Auch in Radeburg geht das Angebot weit über den Wollverkauf hinaus. Steinhagen arbeitet mit einer Buchhandlung zusammen, auch Schmuck ist im Sortiment. "Ein Nadelhersteller bietet jetzt auch einen Strickring an - der eignet sich als Schmuck oder eben zum Stricken", erklärt Steinhagen. Ein Besuchermagnet seien auch Kurzwaren wie Reißverschlüsse oder Knöpfe.

Nähkurse für Kinder und Jugendliche

"Es kommen viele über die Autobahn oder gar aus Meißen und Riesa", erzählt Steinhagen. Auch Teenies und Grundschülern hat sie schon Tricks gezeigt. "Manche Schulen fragen sogar ein Großsortiment an Häkelnadeln an."

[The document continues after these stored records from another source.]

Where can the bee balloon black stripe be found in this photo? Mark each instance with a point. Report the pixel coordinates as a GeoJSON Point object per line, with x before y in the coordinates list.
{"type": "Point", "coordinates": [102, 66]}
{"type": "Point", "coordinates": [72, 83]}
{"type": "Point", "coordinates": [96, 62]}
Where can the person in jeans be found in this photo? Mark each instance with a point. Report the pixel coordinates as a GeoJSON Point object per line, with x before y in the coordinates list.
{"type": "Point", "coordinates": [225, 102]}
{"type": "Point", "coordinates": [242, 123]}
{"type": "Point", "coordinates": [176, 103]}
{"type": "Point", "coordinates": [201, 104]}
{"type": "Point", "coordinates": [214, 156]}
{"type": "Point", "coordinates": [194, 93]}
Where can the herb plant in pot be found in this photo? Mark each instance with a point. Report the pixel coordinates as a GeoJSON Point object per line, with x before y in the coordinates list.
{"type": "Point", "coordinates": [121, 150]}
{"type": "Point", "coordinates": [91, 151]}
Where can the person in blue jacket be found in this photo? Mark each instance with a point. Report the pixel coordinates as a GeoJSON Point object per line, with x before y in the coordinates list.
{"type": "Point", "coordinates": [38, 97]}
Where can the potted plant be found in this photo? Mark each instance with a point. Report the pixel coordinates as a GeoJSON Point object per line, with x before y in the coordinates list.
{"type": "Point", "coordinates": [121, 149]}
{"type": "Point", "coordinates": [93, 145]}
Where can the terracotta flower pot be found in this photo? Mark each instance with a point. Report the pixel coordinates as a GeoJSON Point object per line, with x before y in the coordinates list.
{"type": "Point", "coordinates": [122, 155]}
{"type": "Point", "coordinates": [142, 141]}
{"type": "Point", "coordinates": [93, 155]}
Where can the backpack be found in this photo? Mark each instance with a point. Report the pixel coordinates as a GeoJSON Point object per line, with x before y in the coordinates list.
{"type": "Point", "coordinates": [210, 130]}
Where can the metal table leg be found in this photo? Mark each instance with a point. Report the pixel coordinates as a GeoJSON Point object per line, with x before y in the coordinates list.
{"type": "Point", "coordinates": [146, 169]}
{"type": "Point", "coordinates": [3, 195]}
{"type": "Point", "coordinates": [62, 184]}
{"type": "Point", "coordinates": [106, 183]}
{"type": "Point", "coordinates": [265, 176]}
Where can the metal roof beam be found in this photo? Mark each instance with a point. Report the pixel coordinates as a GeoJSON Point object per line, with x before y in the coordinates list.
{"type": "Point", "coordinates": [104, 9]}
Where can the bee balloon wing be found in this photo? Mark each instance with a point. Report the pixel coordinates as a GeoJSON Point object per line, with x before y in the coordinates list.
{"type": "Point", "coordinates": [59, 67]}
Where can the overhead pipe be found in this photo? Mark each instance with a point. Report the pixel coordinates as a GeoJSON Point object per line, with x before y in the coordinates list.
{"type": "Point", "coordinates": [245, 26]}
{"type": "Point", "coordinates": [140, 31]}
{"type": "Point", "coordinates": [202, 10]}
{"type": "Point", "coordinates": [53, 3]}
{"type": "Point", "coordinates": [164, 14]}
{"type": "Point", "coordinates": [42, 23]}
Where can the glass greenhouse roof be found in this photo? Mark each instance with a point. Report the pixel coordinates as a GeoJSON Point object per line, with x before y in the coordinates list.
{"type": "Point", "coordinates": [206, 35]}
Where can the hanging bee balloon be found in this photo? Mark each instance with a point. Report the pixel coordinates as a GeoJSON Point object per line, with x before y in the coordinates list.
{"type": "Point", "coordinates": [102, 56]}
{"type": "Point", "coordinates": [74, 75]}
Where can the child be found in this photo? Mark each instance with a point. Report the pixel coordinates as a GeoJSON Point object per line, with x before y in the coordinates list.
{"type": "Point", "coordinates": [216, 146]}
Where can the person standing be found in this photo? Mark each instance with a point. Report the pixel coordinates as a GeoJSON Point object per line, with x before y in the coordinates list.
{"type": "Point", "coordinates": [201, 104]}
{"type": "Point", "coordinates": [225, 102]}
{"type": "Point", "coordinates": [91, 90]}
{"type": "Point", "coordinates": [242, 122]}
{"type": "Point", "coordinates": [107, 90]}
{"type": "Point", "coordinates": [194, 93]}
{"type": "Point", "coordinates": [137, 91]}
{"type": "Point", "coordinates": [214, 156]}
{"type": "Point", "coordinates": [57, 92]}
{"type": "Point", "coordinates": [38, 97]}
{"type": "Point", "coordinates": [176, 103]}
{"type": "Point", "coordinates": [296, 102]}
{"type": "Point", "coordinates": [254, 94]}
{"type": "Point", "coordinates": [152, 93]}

Auch Petra Hollang von der Patch- und Strickmanufaktur in Meißen beobachtet eine große Nachfrage von Kindern und Jugendlichen. Seit 2011 bietet sie Strick- und Häkelkurse an, doch besonders oft bringt sie anderen das Nähen bei. "Da ich selber noch drei im Haushalt lebende Kinder habe, kann ich der Nachfrage kaum gerecht werden", sagt Hollang.

An der Volkshochschule Meißen hat man den Trend ebenfalls erkannt. In Gröditz und Radebeul gibt es Nähkreise, Tipps und Tricks oder Anleitungen für den Umgang mit der Nähmaschine. Fürs Stricken hapert es derzeit an Kursleitern, sagt Ines Ragala. Doch sobald sich das ändert, sollen auch dort die Stricknadeln wieder in die Hand genommen werden.